- There's a scene in Dial M for Murder in which Ray Milland reflects on the perfect crime, worrying that he'd "make some stupid mistake and never realize it until I found everybody was looking at me." The characters in Blood Simple make an astounding number of such mistakes, and none of them seem terribly worried at all. In this world, there are no criminal masterminds, no seasoned professionals, and no unstoppable heroes. Just the kind of people you might encounter in rural Texas, where everybody gravitates to the local watering hole and nobody seems to be in any particular hurry. And as the narrator carefully notes, down in Texas "you're on your own."

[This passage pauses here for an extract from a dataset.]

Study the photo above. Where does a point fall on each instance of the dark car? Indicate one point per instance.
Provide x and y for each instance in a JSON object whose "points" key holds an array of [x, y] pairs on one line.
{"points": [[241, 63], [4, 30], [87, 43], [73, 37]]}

- The narrator in this case is an amusingly sardonic unnamed private eye (M. Emmet Walsh), who only takes jobs "if the pay's right and it's legal." Of course, when a sleazy bar owner named Marty (Dan Hedaya) wants to hire him for something "not strictly legal," the detective is all-too-willing to relax the second condition of his employment. The job involves taking care of Marty's guileless wife, Abby (Frances McDormand), who ran off with the laconic bartender, Ray (John Getz). Marty's first attempt at revenge reached a humorously literal dead end, so the new plan is for the detective to knock off the couple while Marty is out of town. Instead, the detective decides to spring a bizarre double-cross that involves doctored photos and one fewer murder. Normally that would be the end of the story, but Marty's surprising resilience and the self-implicating tendencies of the detective and Ray weave a tale that is far more tangled than most.
- On the surface, Blood Simple sounds like a standard pot-boiler, but it is considerably more interesting than that. While taking some basic cues from film noir, it modifies the standard motifs to establish a strange, alternate universe in which corpulent detectives successfully tiptoe around in cowboy boots and femmes fatale are completely innocent. Careless men botch the simplest jobs, leaving embarrassing clues at every turn, but their fates are ultimately independent of guilt or innocence. In my favorite scene, a tremendous sense of cosmic import is conveyed as a car approaches from the distance, only to reveal a yokel driving by. Similarly, the film's plot slowly evolves into an immense joke of precisely the sort that the narrator might appreciate. The end result is a film that is very enjoyable and plenty bloody, but hardly simple.
- This was the Coen brothers' debut, as well as the first role for Frances McDormand.
- Apparently, the title is derived from a line in Dashiell Hammett's Red Harvest.